Still, threat-wise, the Plague Rats on the 3rd floor of our fridge dungeon are way scarier.
If one of those bites you, who knows what horrible disease you'll catch? And since those guys are so terrifyingly disease-ridden, we've barely studied them.
…….
In the end, we stopped exploring after the 5th floor and returned aboveground.
Partly because we took our time carefully scouting the 5th floor, where a boss-level monster might lurk, but mostly because Nina-san and Serai-san got distracted hunting for skill orbs dropped by the Electro Rats.
We didn't run into a boss, but getting careless could lead to unexpected accidents.
So we decided to head back, and since it was just before sunset, we made it out at a good time. No need to rush—we can take our time tackling the dungeon.
….
After coming down the mountain, we changed into casual clothes in the car and headed to the home improvement store.

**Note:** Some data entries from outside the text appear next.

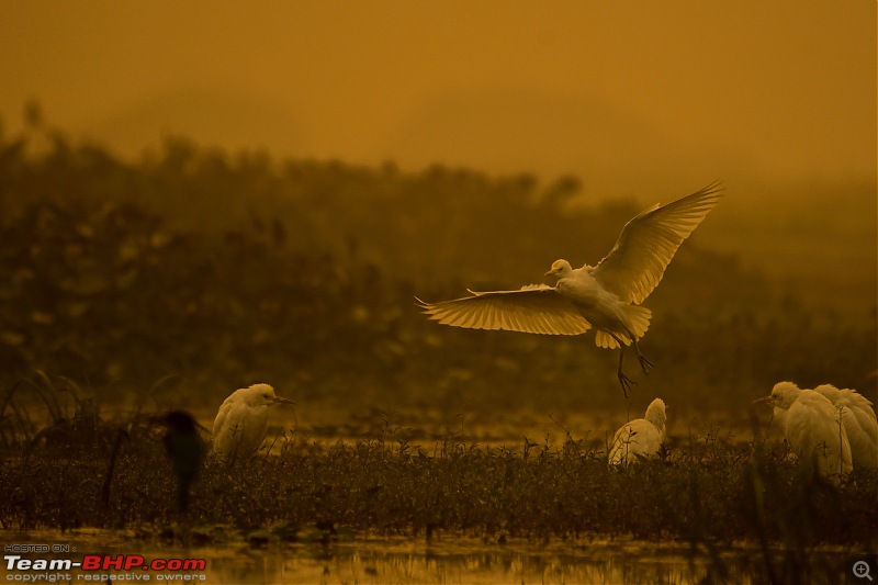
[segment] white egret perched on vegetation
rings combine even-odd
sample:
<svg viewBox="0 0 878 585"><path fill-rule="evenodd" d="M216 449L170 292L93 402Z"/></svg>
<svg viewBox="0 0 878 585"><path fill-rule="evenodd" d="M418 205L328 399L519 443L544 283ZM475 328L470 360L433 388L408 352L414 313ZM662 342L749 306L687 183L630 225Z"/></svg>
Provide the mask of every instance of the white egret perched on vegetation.
<svg viewBox="0 0 878 585"><path fill-rule="evenodd" d="M295 404L274 395L268 384L236 390L223 402L213 421L213 450L218 457L250 457L262 445L268 428L268 408L274 404Z"/></svg>
<svg viewBox="0 0 878 585"><path fill-rule="evenodd" d="M829 398L801 390L792 382L778 382L769 396L753 404L774 406L784 436L806 475L817 472L837 486L851 473L851 445L838 410Z"/></svg>
<svg viewBox="0 0 878 585"><path fill-rule="evenodd" d="M628 465L656 457L665 440L665 403L655 398L646 407L646 416L624 424L612 437L609 465Z"/></svg>
<svg viewBox="0 0 878 585"><path fill-rule="evenodd" d="M652 365L638 347L652 313L639 305L722 194L719 183L712 183L641 212L597 266L574 269L556 260L545 273L558 279L554 286L530 284L517 291L470 291L472 296L440 303L417 301L429 318L454 327L544 335L578 335L595 327L598 347L620 349L618 378L628 396L633 381L622 371L626 347L633 344L644 373Z"/></svg>
<svg viewBox="0 0 878 585"><path fill-rule="evenodd" d="M855 390L838 390L822 384L814 392L828 397L841 409L842 427L851 443L851 462L855 468L878 468L878 419L871 402Z"/></svg>

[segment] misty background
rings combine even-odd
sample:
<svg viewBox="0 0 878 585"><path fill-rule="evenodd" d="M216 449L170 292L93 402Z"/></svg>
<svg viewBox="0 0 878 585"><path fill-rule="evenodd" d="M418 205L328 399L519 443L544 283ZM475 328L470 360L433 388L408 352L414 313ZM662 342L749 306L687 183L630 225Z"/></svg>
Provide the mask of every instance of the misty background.
<svg viewBox="0 0 878 585"><path fill-rule="evenodd" d="M720 179L645 302L635 409L743 410L784 379L876 398L874 2L37 1L0 22L3 387L618 407L590 335L444 328L414 296L594 265Z"/></svg>

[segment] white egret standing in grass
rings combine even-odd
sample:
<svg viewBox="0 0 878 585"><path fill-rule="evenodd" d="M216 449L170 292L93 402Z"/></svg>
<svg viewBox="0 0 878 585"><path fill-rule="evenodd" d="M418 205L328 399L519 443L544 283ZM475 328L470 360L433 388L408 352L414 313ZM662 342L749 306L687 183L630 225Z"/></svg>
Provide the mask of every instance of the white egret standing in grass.
<svg viewBox="0 0 878 585"><path fill-rule="evenodd" d="M609 465L628 465L658 454L665 440L665 403L655 398L646 407L646 416L624 424L612 437Z"/></svg>
<svg viewBox="0 0 878 585"><path fill-rule="evenodd" d="M838 390L822 384L814 392L828 397L841 409L842 427L851 443L851 462L855 468L878 468L878 419L871 402L855 390Z"/></svg>
<svg viewBox="0 0 878 585"><path fill-rule="evenodd" d="M236 390L223 402L213 421L213 450L218 457L250 457L262 445L268 428L268 408L274 404L295 404L274 395L268 384Z"/></svg>
<svg viewBox="0 0 878 585"><path fill-rule="evenodd" d="M720 185L712 183L697 193L641 212L626 224L616 245L597 266L574 269L566 260L556 260L545 273L558 279L554 286L470 291L472 296L440 303L417 301L429 318L454 327L578 335L594 326L598 347L620 350L617 375L628 396L633 381L622 371L626 347L633 344L644 373L652 367L638 346L652 313L639 305L658 285L677 248L722 194Z"/></svg>
<svg viewBox="0 0 878 585"><path fill-rule="evenodd" d="M753 404L770 404L776 415L780 415L776 418L806 475L815 471L837 486L851 473L851 445L838 410L829 398L803 391L792 382L778 382L770 396L757 398Z"/></svg>

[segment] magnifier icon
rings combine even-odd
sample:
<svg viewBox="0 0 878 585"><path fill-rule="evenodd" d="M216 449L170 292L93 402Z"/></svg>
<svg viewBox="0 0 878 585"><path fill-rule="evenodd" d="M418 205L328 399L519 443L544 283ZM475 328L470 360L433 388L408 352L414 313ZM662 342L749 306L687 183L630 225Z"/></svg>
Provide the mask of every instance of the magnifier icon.
<svg viewBox="0 0 878 585"><path fill-rule="evenodd" d="M866 577L869 581L873 581L871 575L869 574L870 567L869 563L866 561L857 561L854 563L854 576L857 578Z"/></svg>

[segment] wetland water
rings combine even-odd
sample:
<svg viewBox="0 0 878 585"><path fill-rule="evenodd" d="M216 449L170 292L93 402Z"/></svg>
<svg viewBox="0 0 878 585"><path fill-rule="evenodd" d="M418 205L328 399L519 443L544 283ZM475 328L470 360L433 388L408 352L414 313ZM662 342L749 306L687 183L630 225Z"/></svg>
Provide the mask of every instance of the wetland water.
<svg viewBox="0 0 878 585"><path fill-rule="evenodd" d="M155 539L132 531L75 530L0 532L4 545L4 583L211 583L211 584L446 584L446 583L698 583L706 577L718 582L762 583L763 551L735 545L708 551L685 542L657 543L631 539L510 540L485 543L481 539L374 538L344 536L328 542L281 543L269 539L262 547L229 542L217 547L160 545ZM22 552L12 545L47 544L48 552ZM53 549L66 549L67 552ZM37 559L69 559L86 555L139 555L145 563L156 559L203 559L204 569L192 571L10 570L9 555ZM781 551L772 553L781 565ZM851 553L842 549L809 553L814 582L844 582ZM169 565L170 566L170 565Z"/></svg>

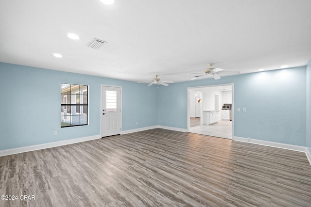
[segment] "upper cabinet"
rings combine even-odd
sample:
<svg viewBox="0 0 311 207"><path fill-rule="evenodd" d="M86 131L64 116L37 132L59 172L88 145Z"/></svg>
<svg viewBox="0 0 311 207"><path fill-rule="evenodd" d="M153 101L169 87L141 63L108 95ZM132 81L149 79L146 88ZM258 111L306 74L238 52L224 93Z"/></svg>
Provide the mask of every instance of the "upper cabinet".
<svg viewBox="0 0 311 207"><path fill-rule="evenodd" d="M223 103L232 103L232 92L231 91L223 91Z"/></svg>

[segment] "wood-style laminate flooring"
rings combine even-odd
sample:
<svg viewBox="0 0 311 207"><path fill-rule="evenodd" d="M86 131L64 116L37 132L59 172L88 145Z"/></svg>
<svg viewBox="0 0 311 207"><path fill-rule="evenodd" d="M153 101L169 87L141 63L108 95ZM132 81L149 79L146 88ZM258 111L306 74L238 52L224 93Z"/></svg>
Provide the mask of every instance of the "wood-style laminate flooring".
<svg viewBox="0 0 311 207"><path fill-rule="evenodd" d="M1 207L310 207L306 155L155 129L0 157Z"/></svg>

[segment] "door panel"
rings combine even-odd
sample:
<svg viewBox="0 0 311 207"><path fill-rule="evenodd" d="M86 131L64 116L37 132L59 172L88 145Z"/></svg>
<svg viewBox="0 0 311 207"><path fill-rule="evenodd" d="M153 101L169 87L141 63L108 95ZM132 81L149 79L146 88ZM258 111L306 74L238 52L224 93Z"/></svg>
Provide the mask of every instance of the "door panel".
<svg viewBox="0 0 311 207"><path fill-rule="evenodd" d="M102 86L102 137L121 132L121 88Z"/></svg>

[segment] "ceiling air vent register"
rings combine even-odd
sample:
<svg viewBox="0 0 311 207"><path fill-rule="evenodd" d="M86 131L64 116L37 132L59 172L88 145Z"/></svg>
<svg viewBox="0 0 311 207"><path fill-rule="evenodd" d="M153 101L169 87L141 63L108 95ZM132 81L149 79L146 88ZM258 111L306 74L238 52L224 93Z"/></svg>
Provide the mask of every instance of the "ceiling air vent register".
<svg viewBox="0 0 311 207"><path fill-rule="evenodd" d="M98 39L94 38L94 40L89 45L88 47L93 48L93 49L98 49L103 45L107 43L103 40L99 40Z"/></svg>

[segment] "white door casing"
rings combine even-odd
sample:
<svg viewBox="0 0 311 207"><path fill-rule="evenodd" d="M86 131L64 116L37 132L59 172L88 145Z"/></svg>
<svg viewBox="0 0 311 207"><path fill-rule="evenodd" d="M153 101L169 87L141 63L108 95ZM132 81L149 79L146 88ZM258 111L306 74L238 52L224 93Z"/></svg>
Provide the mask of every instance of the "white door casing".
<svg viewBox="0 0 311 207"><path fill-rule="evenodd" d="M102 86L102 137L121 132L121 87Z"/></svg>

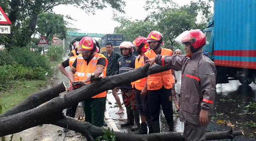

We also had to pick up fertilizer for Gramps. Once there, I used the restroom, and when I came back—sure enough—the two were getting hit on like it was as natural as breathing.
"Hey, we don't see girls like you around here often."
"Where're you from? Tokyo, huh?"
(Oh boy, here we go again...)
Two young guys were making moves on Nina-san and Serai-san, who were resting on a bench in front of a vending machine. Seeing the two beauties relaxed and worn out from the dungeon, they must've thought, "This is our chance!"
(Hmm. Well, take my advice and back off. These two can twist a monster's head off barehanded if they see it as prey. They're way out of your league.)
Thinking that, I slowly walked over—but before I could reach them, another young guy rushed in, looking frantic.
"Hey, back off! That's Nemu-san's girlfriend!"
"Wait, not the Michiko one? So this is the girl from that rumor where Nemu-san got dumped?"
"Shut up, dumbass! Say that and Nemu-san'll glare you to death!"
"No way, so Nemu-san's been in a bad mood lately 'cause of this chick?"
"......"
Ah, crap. That "chick" comment was a mistake.
To an outsider, it might not be obvious, but Nina-san's smile just turned into an icy smirk. And the moment Nemu-kun's name came up, Serai-san's expression vanished, like a desert fox...
(Ahh, guys, you've just entered the danger zone. Evacuate. Now.)
Still, Nemu-kun. Either you're well-connected or just have a lot of friends. I keep hearing your name pop up.